Travel with a companion and you’ll learn about a lot more than just the destination.
Studies and surveys have proven time and again that those who travel frequently are, on average, happier than those who don’t. It’s easy to see how dreamy destinations and regular breaks from a hectic schedule could be the key to happiness—but what happens when you apply that logic to a relationship?
Are people who travel together more likely to achieve bliss?
OK, maybe not bliss. Travel, like a relationship, is a bumpy, winding road. The lows teach you just as much as highs, and the best of both challenge you to experience new and exciting things.
Psychologists have said the best way to test your compatibility with someone is to take a trip with them, and the U.S. Travel Association has found that traveling couples are typically happier and have more sex than non-traveling couples. Whether you want to strengthen a romantic relationship or assay a new one, setting out on a journey together might be the best thing you can do.
Here are some of the ways traveling can test you and your partner, and why that’s good for your relationship in the long run.
When you’re spending every waking hour with someone in an unfamiliar place, trying to make decisions about every little thing—from where to sit on the plane and what to eat to leisure activities and the lodgings—requires constant communication.
Not voicing your wants and needs, or ignoring the other person’s, is a surefire way to ruin a trip. Want to rest instead of taking on another walking tour or hike? Say so—you’ll probably regret it later when fatigue makes you crabby and ignites a fight. Feel uncomfortable or unsafe in your lodging or mode of travel? Speak up—your travel buddy might even be thinking the same thing. Listening and being heard is a fundamental need in any relationship, too.
Disagreements happen, and they often require compromise—another core pillar in healthy relationships and in life in general. Meeting in the middle when you have a disagreement with anyone is essential to being equals—no one wants to travel with someone who rigidly dictates the plans based on their own desires.
Relinquishing a little power and agreeing to something less than ideal is fine as long as you’re OK with it, and is preferable when your travel companion is willing to do the same for you. On a weekend trip to Montreal, I once agreed to accommodations my travel buddy made that I felt reluctant about. Why? Because he agreed to let me take the reins on booking an early-morning French food tour he would rather have skipped. We both ended up loving the things the other chose despite our initial disagreement. And even if this hadn’t worked out as well, we both knew the trade-off was fair.
It’s Truly the Best and Worst of Times
In my opinion, the biggest reason to travel with someone close to you is the chance to share some of your absolute best moments, and to help each other out when you’re at your worst. While there are all kinds of nightmares that can strike while traveling—a missed flight, lost or stolen valuables, sickness, injury—being vulnerable isn’t so bad when you’re with someone who supports you. Even the worst travel nightmares don’t compromise the thrill of seeing incredible new places together, much like the difficult parts of a great relationship or friendship don’t compromise the highs.
A Peek into Spending Habits
If you’re wondering how a partner handles money, their day-to-day spending habits will become clear as you experience travel budgeting with them. This is likely important if you’re seriously considering spending the rest of your life with this person—or maybe you’re just nosey. No matter the reason, it’s important to be on the same page spending-wise when you’re booking a trip together. Don’t be afraid to speak up if you’d rather spend or save a little more.
Money might be awkward to talk about, so this will definitely test your bond. Still, you shouldn’t need to put yourself in debt or put up with uncomfortable conditions to travel together. Finding a financial middle ground is another form of compromise.
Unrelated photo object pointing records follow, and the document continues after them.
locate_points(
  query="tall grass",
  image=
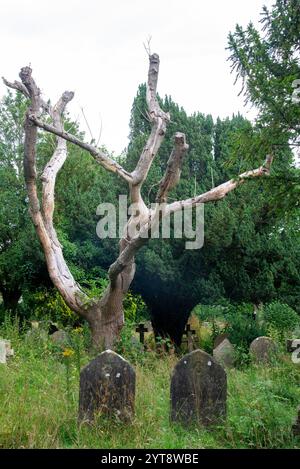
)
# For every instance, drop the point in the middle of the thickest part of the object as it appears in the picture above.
(37, 411)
Adventure Addict, or Hopeless Romantic?
Opposites can attract, and your partners’ vacation style will probably reveal where you both fall on the travel spectrum. If it’s about the same place, that’s probably great; but what happens if you’d rather camp and your partner is uncomfortable outside of a resort hotel room, or vice versa. You could try to learn from them and teach them about what you love, or, you might learn you’re better off with someone else.
Travel will usually reveal someone’s tendencies because, after a while, a person is going to want what they want. It’s easy to start out a relationship trying to accommodate a new partner, but sharing every waking moment together is sure to bring out some fundamental differences. Communication is key at figuring this out before you’re on the road, but being away together will probably bring it out regardless.
In light of spending all that time together—traveling with someone is also a good way to gauge boundaries and set limits. Something as simple as wandering around a museum could signal what works best for you both—do you find yourself appreciating the exhibits together and sharing your thoughts, do you prefer some distance, or do you find yourself in different galleries altogether?
You can have the same experience in taking time to separate for different activities, or simply for some alone time. Whether or not you both enjoy these breaks could signal how dependent or independent you both are. Some people just need their space every now and then—and some would rather share all of their experiences.